Jean-Christophe Grangé Lontano

Pour Ysé et Kaïto.

Soleil blanc, poussière rouge.

Une chapelle ardente à plus de quarante degrés.

Chaque homme politique, officier, notable et autre chef d’entreprise s’avançait, se recueillait quelques secondes puis repartait du même pas martial, aveuglé par la lumière de midi et le crépitement des flashs. Derrière, maîtrisés par des soldats des FARDC, les représentants du peuple, plus ou moins bien fagotés, agitaient des petits drapeaux plastifiés à l’effigie du mort.

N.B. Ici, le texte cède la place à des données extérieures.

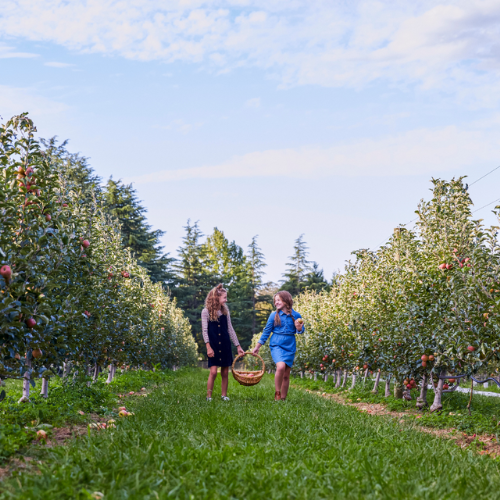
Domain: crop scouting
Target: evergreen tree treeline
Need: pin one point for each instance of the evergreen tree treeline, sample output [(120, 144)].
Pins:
[(201, 263)]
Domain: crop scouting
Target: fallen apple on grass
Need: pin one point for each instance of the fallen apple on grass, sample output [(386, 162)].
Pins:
[(41, 435)]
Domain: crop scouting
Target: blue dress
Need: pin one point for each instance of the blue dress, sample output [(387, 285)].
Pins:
[(283, 346)]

Erwan Morvan se demandait ce qu’il foutait là. Il n’avait rien à voir avec le Congo, bien qu’il y soit né. Rentré en France à l’âge de deux ans, il n’en gardait aucun souvenir. Son père, Grégoire, avait tenu à l’emmener aux funérailles du général Philippe Sese Nseko, un « vieil ami » de Lubumbashi, capitale de la province du Katanga. Il avait accepté. Par docilité, et aussi par une étrange curiosité…

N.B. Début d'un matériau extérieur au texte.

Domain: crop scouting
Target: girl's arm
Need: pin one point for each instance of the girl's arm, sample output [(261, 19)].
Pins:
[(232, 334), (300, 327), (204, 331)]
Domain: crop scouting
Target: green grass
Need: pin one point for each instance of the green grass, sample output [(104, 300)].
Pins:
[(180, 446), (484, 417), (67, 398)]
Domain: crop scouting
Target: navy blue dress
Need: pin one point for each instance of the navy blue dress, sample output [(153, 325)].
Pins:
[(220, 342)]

Placés dans le deuxième groupe, celui des Blancs, les Morvan père et fils attendaient leur tour. Le dais qui abritait le cercueil rappelait, avec ses fleurs et ses drapés pourpres, la loge d’une diva. Un portrait de Nseko, encadré de dorures, surplombait la bière recouverte du drapeau de la République démocratique du Congo — fond turquoise barré d’une diagonale rouge et jaune et frappé d’une étoile, jaune également. Les croque-morts et les membres de la fanfare étaient vêtus d’une livrée vermillon. La classe.

Pourtant, en y regardant de plus près, on découvrait des failles. Couverts de poussière, les uniformes étaient mal cousus. Le chapiteau monté de travers. L’orchestre jouait faux, chaque phrase musicale finissant dans un couinement de pet. Les cymbales n’étaient que des couvercles de bassine.

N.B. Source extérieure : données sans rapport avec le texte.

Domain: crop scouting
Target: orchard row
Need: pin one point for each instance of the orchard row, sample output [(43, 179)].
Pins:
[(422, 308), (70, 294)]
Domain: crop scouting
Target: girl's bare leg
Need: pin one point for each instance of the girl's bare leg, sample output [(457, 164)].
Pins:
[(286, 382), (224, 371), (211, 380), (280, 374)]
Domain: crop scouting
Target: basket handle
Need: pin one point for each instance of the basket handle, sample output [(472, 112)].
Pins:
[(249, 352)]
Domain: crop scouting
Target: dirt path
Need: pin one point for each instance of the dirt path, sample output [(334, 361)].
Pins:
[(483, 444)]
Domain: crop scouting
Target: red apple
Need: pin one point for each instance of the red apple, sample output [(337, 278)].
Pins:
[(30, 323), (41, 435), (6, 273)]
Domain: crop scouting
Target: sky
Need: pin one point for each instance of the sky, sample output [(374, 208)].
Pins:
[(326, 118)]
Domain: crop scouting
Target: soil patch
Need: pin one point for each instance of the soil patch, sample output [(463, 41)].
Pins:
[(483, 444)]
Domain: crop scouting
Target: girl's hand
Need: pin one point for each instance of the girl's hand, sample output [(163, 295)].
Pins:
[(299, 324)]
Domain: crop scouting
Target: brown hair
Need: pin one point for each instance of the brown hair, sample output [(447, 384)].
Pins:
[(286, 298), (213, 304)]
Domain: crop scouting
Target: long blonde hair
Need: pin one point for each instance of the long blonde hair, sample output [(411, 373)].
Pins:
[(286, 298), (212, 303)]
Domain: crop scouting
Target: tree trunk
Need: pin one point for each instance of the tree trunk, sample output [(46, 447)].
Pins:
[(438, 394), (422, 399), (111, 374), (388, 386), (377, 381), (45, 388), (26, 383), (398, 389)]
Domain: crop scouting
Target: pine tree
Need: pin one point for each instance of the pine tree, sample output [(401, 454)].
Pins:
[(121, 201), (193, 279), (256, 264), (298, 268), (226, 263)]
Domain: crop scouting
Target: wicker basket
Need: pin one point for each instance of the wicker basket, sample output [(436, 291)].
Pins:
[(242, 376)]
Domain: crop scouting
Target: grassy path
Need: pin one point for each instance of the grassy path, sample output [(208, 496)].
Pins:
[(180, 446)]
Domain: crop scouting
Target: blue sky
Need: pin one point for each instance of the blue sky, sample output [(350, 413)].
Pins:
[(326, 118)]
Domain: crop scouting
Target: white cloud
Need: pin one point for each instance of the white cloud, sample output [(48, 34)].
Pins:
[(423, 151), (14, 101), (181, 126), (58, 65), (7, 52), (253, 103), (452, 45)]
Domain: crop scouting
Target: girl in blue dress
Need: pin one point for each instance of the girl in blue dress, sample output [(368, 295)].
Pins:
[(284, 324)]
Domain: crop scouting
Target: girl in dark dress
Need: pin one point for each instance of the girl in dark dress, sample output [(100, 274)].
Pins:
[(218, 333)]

Le pire de tout, c’était la chaleur. Elle brûlait la moindre molécule de vie, la faisant grésiller comme un lardon au fond d’une poêle.

Erwan desserra sa cravate. Chemise soudée à la peau. Goût de terre dans la gorge. Taches mauves sous les paupières. Pour la première fois de sa vie, il redoutait de tomber dans les pommes.

À ses côtés, Grégoire, un mètre quatre-vingt-dix, cent vingt kilos, sanglé dans son costume sur mesure Ermenegildo Zegna, paraissait immunisé contre la fournaise. Sa couronne mortuaire sous le bras, il serrait des mains, décochait des sourires, retenait des larmes, jouait son numéro sans l’ombre d’un malaise.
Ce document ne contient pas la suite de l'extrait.